【インタビュー】「潜在意識への道先案内人」セラピスト OCOさん【前編】

【インタビュー】「潜在意識への道先案内人」セラピスト OCOさん【前編】



BOOKOUTジャーナルとは

知られざる想いを知る―。
いまいちばん会いたい人に、
いちばん聞きたいことを聞く、
ヒューマンインタビュー。


撮影/イマキイレカオリ
文/井尾淳子

Primary Professional Therapist(プライマリー・プロフェッショナル・セラピスト) として活動を続けているOCOさん。
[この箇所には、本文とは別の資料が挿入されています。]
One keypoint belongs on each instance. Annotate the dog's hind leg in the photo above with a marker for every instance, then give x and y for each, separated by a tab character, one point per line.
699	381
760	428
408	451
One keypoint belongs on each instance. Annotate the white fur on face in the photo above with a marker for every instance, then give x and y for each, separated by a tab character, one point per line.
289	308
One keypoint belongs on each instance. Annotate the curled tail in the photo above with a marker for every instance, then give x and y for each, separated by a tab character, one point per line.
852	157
もともとは医療職に就き、リハビリテーションを専門とするPT(フィジカル・セラピスト)理学療法士として働いていたといいます。そして現在のPrimary Professional Therapistでは、クライアントの潜在意識にあるものを探り、問題解決のヒントにつなげていく施術を行っているとのこと。そんなOCOさんに、前編・後編にわたってインタビュー。

前編では、OCOさんが今のセラピーに至るまでの歩みと、現在行っているセラピーについて、お話を伺いました。

 

人を動かす「何か」

―OCOさんがリハビリテーションや理学療法士という職業に興味をもったきっかけについて教えてください。
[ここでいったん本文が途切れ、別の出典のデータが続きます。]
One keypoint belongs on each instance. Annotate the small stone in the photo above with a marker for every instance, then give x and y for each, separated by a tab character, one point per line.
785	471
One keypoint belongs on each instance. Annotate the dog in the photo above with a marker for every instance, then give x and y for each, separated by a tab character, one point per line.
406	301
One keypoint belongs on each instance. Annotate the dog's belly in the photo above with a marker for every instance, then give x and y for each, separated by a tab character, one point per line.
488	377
OCO はい。まず、言葉についてお話しさせていただければと思います。「リハビリテーション」というのはラテン語の「habilis」に由来していて、「適した」「相応しい」「望ましい」という意味があります。患者さんをもう一度、その「適した」状態にするべくサポートしていくことですね。
リハビリテーションという概念は、医療の中では比較的新しいものです。私が高校生だったころ、導入する医療機関や療法士の数も今より少なかったのですが、その語源の深さを考えるきっかけとなった出来事がありました。

高校生のとき同居していた祖母が転んで尻もちをつき、腰椎圧迫骨折と診断されました。この場合、安静に寝ていることが治療のステップとして必要なのですが、安静に寝ている方に対しても実はリハビリテーションは始まります。しかし祖母が入院した実家近くの地方病院では、十分なリハビリテーション医療は導入されていませんでした。安静に寝て過ごす間に、本人の意欲や筋力、循環全体が低下し、いざ治療の次のステップとして元の生活に戻るために動き始めようとしたときには、「何のために起きるのか」というやる気、こころの機能を削がれてしまい、「起きたくない」という気分から祖母は自分の力で起き上がることができなくなってしまったのです。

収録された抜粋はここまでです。